Cependant, quelles que soient la fréquence et l'ampleur de ces
phénomènes de politisation volontaire, que celle-ci soit
déclarée ou dissimulée, ce n'est pas là, en
toute rigueur, un raison suffisante pour affirmer que «tout est
politique». Tout au plus pourrait-on dire que tout est «politisable»,
ce qui reviendrait à dire que le politique ne s'introduirait dans
les champs sociaux que par accident,
d'une façon parasitaire, étrangère à leur
véritable logique de fonctionnement. C'est là un contresens
induit par une conception restrictive du
politique. Pour éviter ce contresens, il faut s'aviser
que le champ politique lui-même n'est, en dépit de son importance,
qu'un champ parmi les autres, où se sont spécifiées
et spécialisées des pratiques ayant pour enjeu le «pouvoir»

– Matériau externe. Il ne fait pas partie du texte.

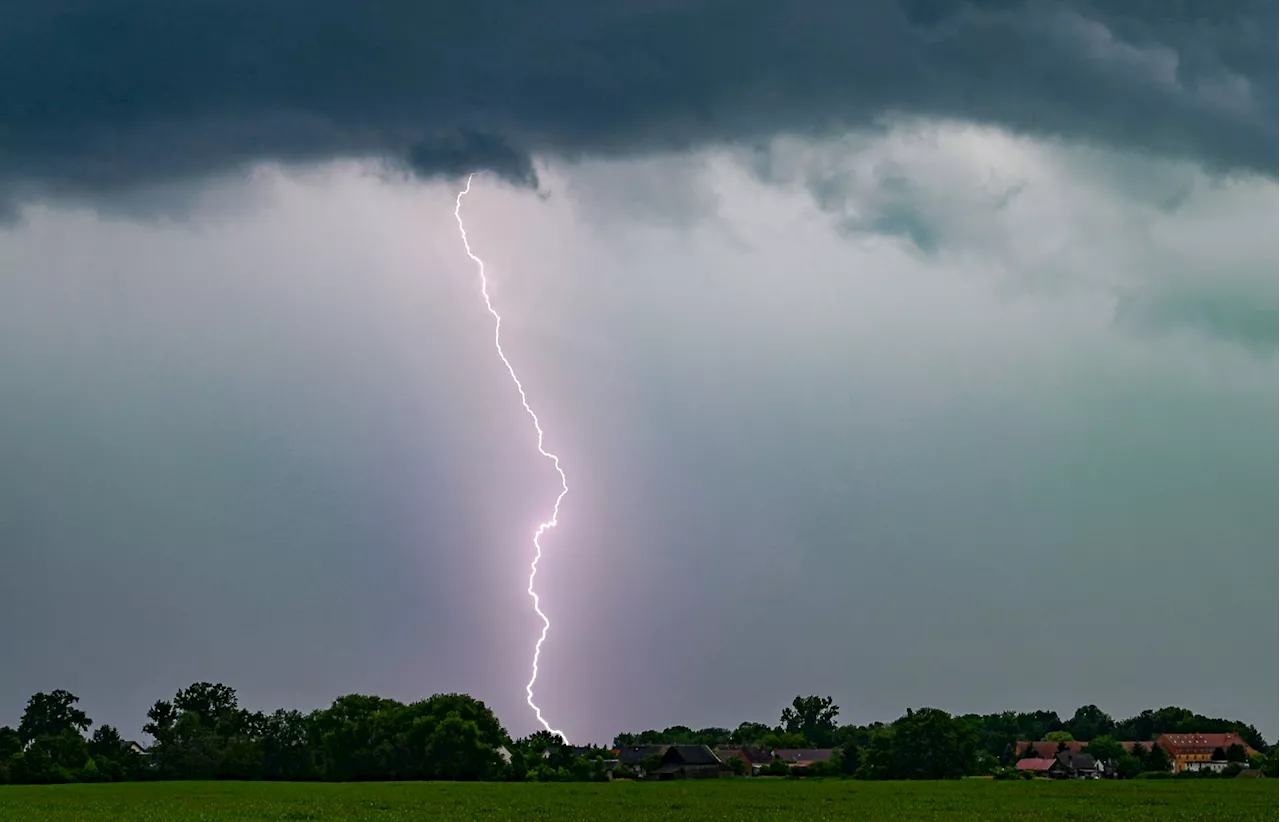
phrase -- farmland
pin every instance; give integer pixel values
(760, 800)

d'organiser les rapports sociaux. Bien évidemment ce pouvoir tend
à devenir une fin en soi et sa fétichisation est en relation
de causalité circulaire avec le développement d'un personnel
nombreux, diversifié en cohortes d'experts professionnels qui font
carrière dans «la» politique et qui finissent souvent
par être obnubilés par leurs investissements personnels et
leurs intérêts particuliers ou partisans. D'où la
dégénérescence fréquente du jeu politique
en jeux politiciens. Mais d'où vient qu'on reproche aux professionnels
de la politique ce qu'il ne viendrait pas à l'esprit de reprocher
à des professionnels de l'art ou du sport ? Ne sont-ils pas les
uns et les autres également passionnés par le jeu, intéressés
à obtenir la meilleure position dans les classements internes de
leurs champs respectifs, à faire triompher les couleurs de leur
clan, de leur courant, de leur chapelle, de leur club, etc. ? La réponse
la plus immédiatement évidente, c'est que les politiciens
ne sont à la place qu'ils occupent que parce qu'ils sont des représentants
de groupes sociaux qui leur ont donné expressément mandat
de défendre les intérêts du groupe. Plus précisément
les politiciens professionnels et les partisans qui militent pour eux
se voient reprocher d'oublier qu'ils sont d'abord et avant tout en charge
des intérêts d'une classe ou d'une fraction de classe sociale
pour ne plus penser qu'à leurs propres investissements dans des
stratégies électoralistes de reproduction de la position
personnelle, de l'appareil, du corps professionnel. Marx fut sans doute
le premier à souligner, sous l'appellation plutôt cruelle
de «crétinisme parlementaire» cette propension du personnel
politique à se prendre trop au sérieux, à se prendre
lui-même pour sa propre fin et à perdre ainsi le sens des
réalités, c'est-à-dire à perdre de vue la
réalité des intérêts de classe. Du moins les
politiciens savent-ils au départ qu'ils entrent dans la compétition
en vertu d'une délégation de
pouvoir. Tandis que les agents sociaux qui s'investissent
dans les autres jeux de pouvoir croient n'y engager qu'eux-mêmes,
ce qui les autorise, pensent-ils, à réclamer pour eux-mêmes
les profits éventuels que rapporte le jeu, en toute bonne conscience
et en toute légitimité. Mais cette illusion individualiste
ne change rien au fait objectif qu'en s'engageant personnellement les
agents engagent aussi, qu'ils le sachent ou non, leur capital social,
c'est-à-dire leur groupe d'appartenance. La solidarité entre
le groupe et chacun de ses membres joue dans les deux sens, et il n'est
nullement besoin d'une délégation expresse, d'un mandat
explicite, pour être institué représentant, pour le
meilleur et pour le pire : la gloire ou l'opprobre qui va à l'un
des membres rejaillit sur le groupe tout entier et inversement l'image
valorisante ou dévalorisante du groupe reste attachée à
chacun de ses membres. Cela étant, il importe de rappeler que de
tous les groupes d'appartenance, le plus fondamental est la classe sociale.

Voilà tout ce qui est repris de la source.